Царь сообщает Долгорукой свои новые тревоги: его смущает ослепительная победа пруссаков. Нет ли в этом угрозы России? И когда через пять лет императорская Германия снова готовится броситься на Францию, царь мчится в Берлин помешать новой войне, уже грозящей его собственному могуществу. Долгорукая поселяется на Унтер-ден-Линден, в отеле рядом с русским посольством.
Здесь навещает царя в своем белом кирасирском мундире князь Бисмарк.
– Ваше императорское величество, Франция становится опасной для германского народа. Она оправляется слишком быстро. Ее нужно спешно обуздать, прежде чем она восстановит свое военное могущество. Не то где гарантия, что через тридцать-сорок лет она не отторгнет от Германии Эльзас-Лотарингию вместе с Саарским бассейном и не потребует контрибуции в двадцать миллиардов?
Но царь боится участи Эльзаса для своих Прибалтийских губерний. Великая Германия не вызывает сочувствия в правительствах соседних государств. Нужно вовремя остановить эту грозную волю к мощи. Ошибка эмского соглашения на этот раз не повторится. Верховный вождь русской армии откидывается на спинку кресла и с холодной отчетливостью каждого слова сообщает рейхсканцлеру:
– В случае новой войны Германии с Францией, Россия не станет сохранять нейтралитет.
В приемном зале русского посольства на Унтер-ден-Линден протекают безмолвно мгновения. Длится пауза. История застыла и ждет. Два человека в военных мундирах с бесстрастной враждой молча смотрят друг другу в глаза.
И вот снова голос, решаются судьбы народов, течет своим током история.
Строитель Германской империи обворожительно улыбается. С благодушием великого дипломата он любезно подносит царю примирительную реплику:
– Смею уверить, ваше величество, – ласково звучат басовые тембры искуснейшего оратора, – что германский император не имел в виду объявить в данный момент войну Французской республике.
Царь встает и торжественным жестом жмет руку премьеру своего державного дядюшки. Отсрочена новая схватка европейских армий.

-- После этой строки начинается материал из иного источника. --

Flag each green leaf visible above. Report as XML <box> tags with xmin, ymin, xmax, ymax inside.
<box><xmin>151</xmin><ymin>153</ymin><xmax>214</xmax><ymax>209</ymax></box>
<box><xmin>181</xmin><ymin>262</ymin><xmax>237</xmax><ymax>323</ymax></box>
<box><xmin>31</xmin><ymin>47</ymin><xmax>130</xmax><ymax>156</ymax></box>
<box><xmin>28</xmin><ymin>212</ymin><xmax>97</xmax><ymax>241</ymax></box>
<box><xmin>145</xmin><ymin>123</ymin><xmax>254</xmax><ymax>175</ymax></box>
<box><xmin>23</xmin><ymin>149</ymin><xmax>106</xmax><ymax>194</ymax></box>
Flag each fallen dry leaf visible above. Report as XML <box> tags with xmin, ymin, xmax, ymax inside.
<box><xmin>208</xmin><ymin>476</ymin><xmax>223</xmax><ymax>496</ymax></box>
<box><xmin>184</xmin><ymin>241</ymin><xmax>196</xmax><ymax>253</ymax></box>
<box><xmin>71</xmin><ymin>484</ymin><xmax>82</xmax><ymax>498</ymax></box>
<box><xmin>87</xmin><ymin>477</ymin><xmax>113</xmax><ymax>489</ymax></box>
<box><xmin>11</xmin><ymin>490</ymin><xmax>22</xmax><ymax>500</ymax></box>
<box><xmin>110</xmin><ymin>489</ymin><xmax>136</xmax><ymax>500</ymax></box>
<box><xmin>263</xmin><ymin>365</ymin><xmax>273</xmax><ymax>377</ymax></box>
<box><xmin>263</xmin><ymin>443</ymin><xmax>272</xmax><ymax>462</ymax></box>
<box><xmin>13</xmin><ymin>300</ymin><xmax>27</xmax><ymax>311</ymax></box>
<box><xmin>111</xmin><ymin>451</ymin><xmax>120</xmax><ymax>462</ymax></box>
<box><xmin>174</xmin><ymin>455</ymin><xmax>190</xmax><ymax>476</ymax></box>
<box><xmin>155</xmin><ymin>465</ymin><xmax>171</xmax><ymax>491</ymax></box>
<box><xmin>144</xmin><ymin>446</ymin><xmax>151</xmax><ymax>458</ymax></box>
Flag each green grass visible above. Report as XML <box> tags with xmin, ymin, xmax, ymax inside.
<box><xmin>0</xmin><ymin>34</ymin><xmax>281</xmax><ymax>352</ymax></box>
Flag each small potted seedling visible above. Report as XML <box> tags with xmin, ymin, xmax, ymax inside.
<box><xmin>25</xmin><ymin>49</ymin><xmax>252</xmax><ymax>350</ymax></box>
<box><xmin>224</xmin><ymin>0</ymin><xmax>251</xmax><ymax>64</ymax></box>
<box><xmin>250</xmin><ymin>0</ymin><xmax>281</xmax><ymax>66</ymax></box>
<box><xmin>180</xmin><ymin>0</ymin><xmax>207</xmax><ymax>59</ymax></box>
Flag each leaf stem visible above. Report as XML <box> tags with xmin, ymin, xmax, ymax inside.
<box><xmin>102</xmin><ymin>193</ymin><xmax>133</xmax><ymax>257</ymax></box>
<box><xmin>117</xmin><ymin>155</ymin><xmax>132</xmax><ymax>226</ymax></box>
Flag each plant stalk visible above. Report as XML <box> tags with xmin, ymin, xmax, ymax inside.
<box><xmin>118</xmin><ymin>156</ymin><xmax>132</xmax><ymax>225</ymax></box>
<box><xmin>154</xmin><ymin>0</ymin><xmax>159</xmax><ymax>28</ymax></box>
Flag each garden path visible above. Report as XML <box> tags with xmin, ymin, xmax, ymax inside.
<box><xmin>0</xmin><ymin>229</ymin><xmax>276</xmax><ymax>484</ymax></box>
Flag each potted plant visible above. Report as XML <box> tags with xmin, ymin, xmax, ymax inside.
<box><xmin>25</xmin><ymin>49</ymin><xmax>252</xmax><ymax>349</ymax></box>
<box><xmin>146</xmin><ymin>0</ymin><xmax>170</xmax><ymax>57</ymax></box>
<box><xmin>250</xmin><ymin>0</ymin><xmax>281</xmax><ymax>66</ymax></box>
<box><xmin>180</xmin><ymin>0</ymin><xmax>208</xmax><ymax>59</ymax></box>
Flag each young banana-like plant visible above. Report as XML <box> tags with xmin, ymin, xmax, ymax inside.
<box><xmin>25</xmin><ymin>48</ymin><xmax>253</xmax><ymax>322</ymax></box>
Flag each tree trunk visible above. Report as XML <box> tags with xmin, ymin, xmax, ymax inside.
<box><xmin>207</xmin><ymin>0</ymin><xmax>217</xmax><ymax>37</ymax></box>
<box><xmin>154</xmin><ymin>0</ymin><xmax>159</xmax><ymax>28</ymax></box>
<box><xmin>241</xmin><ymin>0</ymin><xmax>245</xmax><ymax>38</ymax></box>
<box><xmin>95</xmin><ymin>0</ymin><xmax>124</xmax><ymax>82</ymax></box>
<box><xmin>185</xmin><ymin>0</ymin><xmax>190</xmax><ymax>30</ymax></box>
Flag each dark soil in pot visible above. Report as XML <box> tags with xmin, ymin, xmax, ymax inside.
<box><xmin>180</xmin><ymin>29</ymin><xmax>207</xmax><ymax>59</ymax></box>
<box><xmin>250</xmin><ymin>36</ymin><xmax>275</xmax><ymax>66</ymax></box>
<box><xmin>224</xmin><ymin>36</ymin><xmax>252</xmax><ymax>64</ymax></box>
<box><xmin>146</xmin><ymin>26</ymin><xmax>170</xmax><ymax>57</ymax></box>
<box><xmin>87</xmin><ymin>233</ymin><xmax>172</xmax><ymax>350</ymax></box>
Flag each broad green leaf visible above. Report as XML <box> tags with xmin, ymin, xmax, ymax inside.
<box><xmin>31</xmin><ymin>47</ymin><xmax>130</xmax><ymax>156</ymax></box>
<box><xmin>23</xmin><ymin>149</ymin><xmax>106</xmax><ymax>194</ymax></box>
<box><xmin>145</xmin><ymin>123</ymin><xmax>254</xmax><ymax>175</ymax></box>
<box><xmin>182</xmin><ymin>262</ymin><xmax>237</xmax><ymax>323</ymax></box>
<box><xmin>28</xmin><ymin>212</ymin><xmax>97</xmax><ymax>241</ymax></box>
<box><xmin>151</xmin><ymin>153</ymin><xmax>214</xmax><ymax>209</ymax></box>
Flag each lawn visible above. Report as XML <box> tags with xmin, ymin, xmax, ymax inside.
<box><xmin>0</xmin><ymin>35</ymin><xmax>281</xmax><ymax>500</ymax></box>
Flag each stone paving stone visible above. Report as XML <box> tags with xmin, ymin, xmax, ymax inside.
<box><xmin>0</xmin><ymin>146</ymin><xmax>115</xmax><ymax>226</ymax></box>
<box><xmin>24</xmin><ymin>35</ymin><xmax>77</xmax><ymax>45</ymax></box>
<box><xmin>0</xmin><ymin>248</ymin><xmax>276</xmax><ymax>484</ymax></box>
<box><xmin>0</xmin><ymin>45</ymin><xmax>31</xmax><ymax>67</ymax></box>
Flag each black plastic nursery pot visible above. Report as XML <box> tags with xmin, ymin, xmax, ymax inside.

В тот же вечер на придворном балу Александр сообщает французскому посланнику при берлинском дворе: «Войны не будет».
Обо всех этих высших напряжениях международной политики, готовящихся взрывах, трагических усилиях, смертельных опасностях, назревающих катастрофах царь в ту же ночь сообщает Долгорукой. В течение долгих лет молчаливая, малозаметная, скрытая в тени молодая женщина с бронзовыми волосами и газельими глазами посвящается во все важнейшие государственные тайны, наблюдает за возникновением огромных политических течений, следит за мировыми событиями в их таинственных истоках, присутствует при первых скрытых и грозных колебаниях исторических судеб. Она привыкает к дурманящей роли политической наперсницы царя. Она отвечает на его державные заботы, втягивается в эту игру международных столкновений, составляет себе симпатии и мнения, невидимо влияет и неощутимо направляет волю царя.
Она ощущает себя на головокружительной высоте неизмеримого владычества. И в этой разреженной атмосфере самодержавного могущества, в этих ледяных вихрях государственных интриг все чаще и чаще охватывает ее душу гибельная отрава страшного вопроса: не она ли, спутница и советница царя, предмет его обожания и мать его любимейших детей, является подлинной русской царицей?
Вопрос этот, однажды возникнув в сознании, уже никогда не покидает его.
* * *
Свадебное путешествие в Ливадию было обставлено интимно, но не без парадности. Новобрачных сопровождали видные сановники из личных друзей царя. Недавний начальник верховной комиссии, по собственному желанию «разжалованный» в министры внутренних дел, возглавлял царскую свиту.
Августовское солнце Тавриды смягчает сердце и расковывает язык, как сладостный сок южнобережных лоз. Лорис ощущает себя в ласковом охвате родимого зноя: солнечный блеск, аулы и горы, магнолии и каменные чалмы на магометанских кладбищах. Небо словно голубая мечеть в Тебризе. Уж не армянские ли нагорья, синея, уходят вдаль скалистыми отвесами, не виноградники ли Кахетии струят свой душистый сок в его бокал? – «Не порицай, мулла, к вину мое влеченье», – медлительно выпевается любимая газелла, пока с блаженной улыбкой утомленный диктатор отвлекается от жандармских донесений, телеграфных сводок и газетных вырезок.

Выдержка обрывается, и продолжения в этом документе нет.